花下猫语:在 Python 中,不同类型的数字可以直接做算术运算,并不需要作显式的类型转换。但是,它的“隐式类型转换”可能跟其它语言不同,因为 Python 中的数字是一种特殊的对象,派生自同一个抽象基类。在上一篇文章 中,我们讨论到了 Python 数字的运算,然后我想探究“Python 的数字对象到底是什么”的话题,所以就翻译了这篇 PEP,希望对你也有所帮助。
PEP原文: https://www.python.org/dev/peps/pep-3141
PEP标题: PEP 3141 -- A Type Hierarchy for Numbers
PEP作者: Jeffrey Yasskin
创建日期: 2007-04-23
译者 :豌豆花下猫@Python猫公众号
PEP翻译计划: https://github.com/chinesehuazhou/peps-cn
本提案定义了一种抽象基类(ABC)(PEP 3119)的层次结构,用来表示类似数字(number-like)的类。它提出了一个 Number :> Complex :> Real :> Rational :> Integral 的层次结构,其中 A :> B 表示“A 是 B 的超类”。该层次结构受到了 Scheme 的数字塔(numeric tower)启发。(译注:数字--复数--实数--有理数--整数)
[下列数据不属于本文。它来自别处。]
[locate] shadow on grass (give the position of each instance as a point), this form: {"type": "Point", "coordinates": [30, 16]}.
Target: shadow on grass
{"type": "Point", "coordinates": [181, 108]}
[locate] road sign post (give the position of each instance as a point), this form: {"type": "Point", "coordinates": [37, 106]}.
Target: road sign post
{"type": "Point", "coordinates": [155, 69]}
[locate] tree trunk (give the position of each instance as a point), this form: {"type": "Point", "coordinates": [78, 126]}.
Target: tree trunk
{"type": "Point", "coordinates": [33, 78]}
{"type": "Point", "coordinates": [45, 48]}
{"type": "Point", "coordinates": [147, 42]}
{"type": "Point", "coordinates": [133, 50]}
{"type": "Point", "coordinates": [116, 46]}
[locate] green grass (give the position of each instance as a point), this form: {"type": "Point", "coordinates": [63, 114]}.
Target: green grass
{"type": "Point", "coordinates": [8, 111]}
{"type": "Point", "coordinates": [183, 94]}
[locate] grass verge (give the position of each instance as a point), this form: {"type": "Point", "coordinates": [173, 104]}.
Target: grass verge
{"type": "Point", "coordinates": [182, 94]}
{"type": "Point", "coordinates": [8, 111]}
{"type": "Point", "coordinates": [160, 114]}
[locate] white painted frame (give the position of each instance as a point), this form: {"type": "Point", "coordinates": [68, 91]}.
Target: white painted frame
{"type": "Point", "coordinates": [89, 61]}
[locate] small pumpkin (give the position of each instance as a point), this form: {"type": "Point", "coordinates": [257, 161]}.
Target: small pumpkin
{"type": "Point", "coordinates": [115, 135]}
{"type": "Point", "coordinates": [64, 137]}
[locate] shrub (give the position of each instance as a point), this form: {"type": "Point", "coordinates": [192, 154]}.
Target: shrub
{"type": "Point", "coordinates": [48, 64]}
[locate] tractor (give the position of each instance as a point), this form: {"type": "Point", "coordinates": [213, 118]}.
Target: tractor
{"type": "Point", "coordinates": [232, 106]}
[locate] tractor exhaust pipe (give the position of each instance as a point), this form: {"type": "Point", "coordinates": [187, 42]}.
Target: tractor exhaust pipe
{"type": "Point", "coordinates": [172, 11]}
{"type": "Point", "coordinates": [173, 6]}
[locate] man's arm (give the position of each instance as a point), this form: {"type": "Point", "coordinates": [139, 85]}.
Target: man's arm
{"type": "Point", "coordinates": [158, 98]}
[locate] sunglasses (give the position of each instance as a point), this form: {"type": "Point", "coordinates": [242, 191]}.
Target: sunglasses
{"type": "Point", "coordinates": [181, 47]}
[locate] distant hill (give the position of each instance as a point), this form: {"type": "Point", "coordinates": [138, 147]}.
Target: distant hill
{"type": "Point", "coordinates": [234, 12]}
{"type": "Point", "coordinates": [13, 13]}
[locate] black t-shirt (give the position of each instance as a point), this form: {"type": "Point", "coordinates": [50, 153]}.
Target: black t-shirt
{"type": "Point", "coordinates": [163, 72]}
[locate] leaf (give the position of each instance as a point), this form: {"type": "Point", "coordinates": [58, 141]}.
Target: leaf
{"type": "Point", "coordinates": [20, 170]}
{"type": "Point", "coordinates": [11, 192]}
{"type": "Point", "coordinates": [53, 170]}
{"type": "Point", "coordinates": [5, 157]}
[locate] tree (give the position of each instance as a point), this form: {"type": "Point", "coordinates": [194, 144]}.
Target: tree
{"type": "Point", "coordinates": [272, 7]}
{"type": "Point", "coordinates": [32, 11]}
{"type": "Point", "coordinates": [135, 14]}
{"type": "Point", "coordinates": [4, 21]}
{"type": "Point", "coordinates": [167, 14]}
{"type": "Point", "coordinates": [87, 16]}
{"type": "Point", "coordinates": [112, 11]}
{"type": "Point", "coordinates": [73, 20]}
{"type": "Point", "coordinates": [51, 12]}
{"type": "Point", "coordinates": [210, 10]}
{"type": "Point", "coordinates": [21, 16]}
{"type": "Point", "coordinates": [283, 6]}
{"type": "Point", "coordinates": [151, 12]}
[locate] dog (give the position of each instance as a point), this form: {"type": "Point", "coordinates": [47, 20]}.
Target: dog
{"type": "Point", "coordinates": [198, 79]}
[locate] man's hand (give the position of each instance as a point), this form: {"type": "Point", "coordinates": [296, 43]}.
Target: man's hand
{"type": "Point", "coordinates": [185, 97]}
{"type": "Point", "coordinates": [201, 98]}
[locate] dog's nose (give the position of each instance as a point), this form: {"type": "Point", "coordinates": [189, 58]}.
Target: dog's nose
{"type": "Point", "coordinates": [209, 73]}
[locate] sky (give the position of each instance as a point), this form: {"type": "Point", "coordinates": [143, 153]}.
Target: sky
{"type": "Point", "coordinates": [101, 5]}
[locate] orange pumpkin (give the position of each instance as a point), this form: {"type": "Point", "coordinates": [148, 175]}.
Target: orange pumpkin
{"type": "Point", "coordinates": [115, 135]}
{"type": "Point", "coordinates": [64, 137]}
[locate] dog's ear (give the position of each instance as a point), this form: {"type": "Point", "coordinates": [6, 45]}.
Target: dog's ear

以数字作为参数的函数应该能够判定这些数字的属性,并且根据数字的类型,确定是否以及何时进行重载,即基于参数的类型,函数应该是可重载的。
例如,切片要求其参数为Integrals
,而math
模块中的函数要求其参数为Real
。
本 PEP 规定了一组抽象基类(Abstract Base Class),并提出了一个实现某些方法的通用策略。它使用了来自于PEP 3119的术语,但是该层次结构旨在对特定类集的任何系统方法都有意义。
标准库中的类型检查应该使用这些类,而不是具体的内置类型。
我们从 Number 类开始,它是人们想象的数字类型的模糊概念。此类仅用于重载;它不提供任何操作。
class Number(metaclass=ABCMeta): pass
大多数复数(complex number)的实现都是可散列的,但是如果你需要依赖它,则必须明确地检查:此层次结构支持可变的数。
class Complex(Number):
"""Complex defines the operations that work on the builtin complex type.
In short, those are: conversion to complex, bool(), .real, .imag,
+, -, *, /, **, abs(), .conjugate(), ==, and !=.
If it is given heterogenous arguments, and doesn't have special
knowledge about them, it should fall back to the builtin complex
type as described below.
"""
@abstractmethod
def __complex__(self):
"""Return a builtin complex instance."""
def __bool__(self):
"""True if self != 0."""
return self != 0
@abstractproperty
def real(self):
"""Retrieve the real component of this number.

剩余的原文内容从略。